FYI I do not have the luxury of using cloud computing at this time.

Comte
  • 159
  • 1
  • 10
  • Why the [tag:shell] tag? – r2evans Mar 18 '22 at 11:09
  • 2
    I think I understand your dilemma, but I don't know how we can help, we don't know the data or your code. You talk about "memory intensive processes": the fact that you load this frame with 2000 groups and 15-45k rows each suggests that you think you need all of them in R at a time. What is it about your code that means you must load all of that at once? – r2evans Mar 18 '22 at 11:15
  • Sorry I may not have been explicit enough, I'm saying I cannot load 2000 groups, as it will crash, which is why I want to make the code do batch/chunks. I do, however, need to process 2000+ groups. – Comte Mar 18 '22 at 11:23
  • Then perhaps just load 5-10 at a time, do each chunk, then upload/save the results, delete the variables, and lather/rinse/repeat. – r2evans Mar 18 '22 at 11:29
  • @r2evans I removed the shell tag, I thought it was relevant to calling the script multiple times. I'm not looking for a specific code example more the best framework, and any example code that would help conceptualise that. For example could I loop over the a script while checking the backend. – Comte Mar 18 '22 at 11:29
  • A {mcve] is a great start when asking SQL questions. – jarlh Mar 18 '22 at 11:31
  • @r2evans I am thinking of keeping the chunks as 20 item groups, but that would be 100+ calls of the script. So is not practical in production unless I can automate (maybe by looping) by using the chunk grouping variable in the database. – Comte Mar 18 '22 at 11:32
  • 1
    I'm really not certain how to help you, Comte. Can you execute your script on a computer/server with more RAM? Is your database SQL Server with R-Services enabled? Can any of your "memory intensive processes" be translated to raw SQL? We know _nothing_ here. I understand it's a hard problem, and it's hard to convey it well in a forum like this, but that does not make it any less unlikely to answer knowing nothing about the data or your processes. – r2evans Mar 18 '22 at 11:38
  • Firstly thank you for your responses, I certainly realise now this could have been framed much better, and I may need to rework the question. I expect to dock the script later (server side), but right now I need to be able to run it locally (16gb ram). I did not realise you could enable SQL to use R, very useful information. Although I couldn't use that now, I need to call the data to be processed from SQL in to R, and I think I want to create a temporary table that monitors the chunks. So I guess I some how need to loop of the script, I think I may have found the answer. – Comte Mar 18 '22 at 12:18
  • I believe I want something like this, calling my script as a function, that way I can iterate over it and the SQL table with the variables in it. I will update the question and answer afterwards. Thank you for your thoughts, I will certainly try to be better in questions in the future. https://stackoverflow.com/questions/41729469/r-script-as-a-function – Comte Mar 18 '22 at 12:21

1 Answers1

1

For iterating over large datasets, I use the modulus of a numeric column.

For example, the following code will subset to (approximately) one tenth of your dataset:

large_remote_table = tbl(db_con, ...)

subset_remote_table = large_remote_table %>%
  filter(numeric_column %% 10 == 0)

What should you use as a numeric column?
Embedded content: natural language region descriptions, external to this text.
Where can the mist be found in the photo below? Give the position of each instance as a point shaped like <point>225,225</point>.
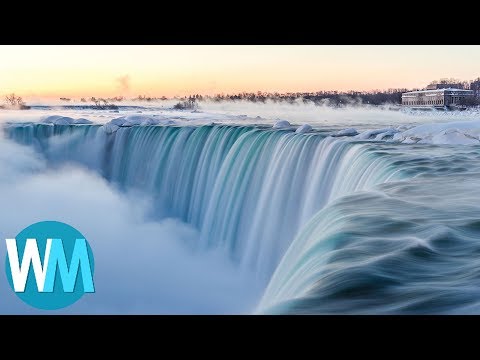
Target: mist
<point>141,265</point>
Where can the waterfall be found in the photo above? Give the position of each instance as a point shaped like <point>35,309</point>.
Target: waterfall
<point>248,189</point>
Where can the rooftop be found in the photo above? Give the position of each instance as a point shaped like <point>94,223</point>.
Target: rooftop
<point>437,90</point>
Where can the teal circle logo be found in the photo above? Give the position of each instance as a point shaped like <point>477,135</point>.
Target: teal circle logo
<point>49,265</point>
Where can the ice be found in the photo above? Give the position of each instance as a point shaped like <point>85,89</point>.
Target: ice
<point>64,120</point>
<point>303,129</point>
<point>373,134</point>
<point>346,132</point>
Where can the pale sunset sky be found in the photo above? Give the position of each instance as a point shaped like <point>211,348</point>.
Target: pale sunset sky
<point>80,71</point>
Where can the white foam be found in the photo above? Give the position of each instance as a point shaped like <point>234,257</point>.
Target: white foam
<point>452,133</point>
<point>282,124</point>
<point>303,129</point>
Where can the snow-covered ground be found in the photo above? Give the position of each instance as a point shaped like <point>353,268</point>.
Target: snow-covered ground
<point>362,122</point>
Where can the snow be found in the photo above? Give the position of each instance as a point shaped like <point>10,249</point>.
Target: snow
<point>451,133</point>
<point>303,129</point>
<point>373,134</point>
<point>64,120</point>
<point>282,124</point>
If your dataset already has some kind of numeric identities, then these are a good choice. Otherwise, I recommend you modify your input dataset to include a row number column. Many SQL flavors have a build in row number function.

We can then iterate over all the subsets using a for loop:

number_subsets = 2000

large_remote_table = tbl(db_con, ...)

output_list = list()

for(ii in 1:number_subsets){
  this_subset = large_remote_table %>%
    filter(row_number %% number_subsets == ii)

  # further processing of subset

  # store result
  output_list[ii] = results_from_processing_of_subset
}
Simon.S.A.
  • 6,240
  • 7
  • 22
  • 41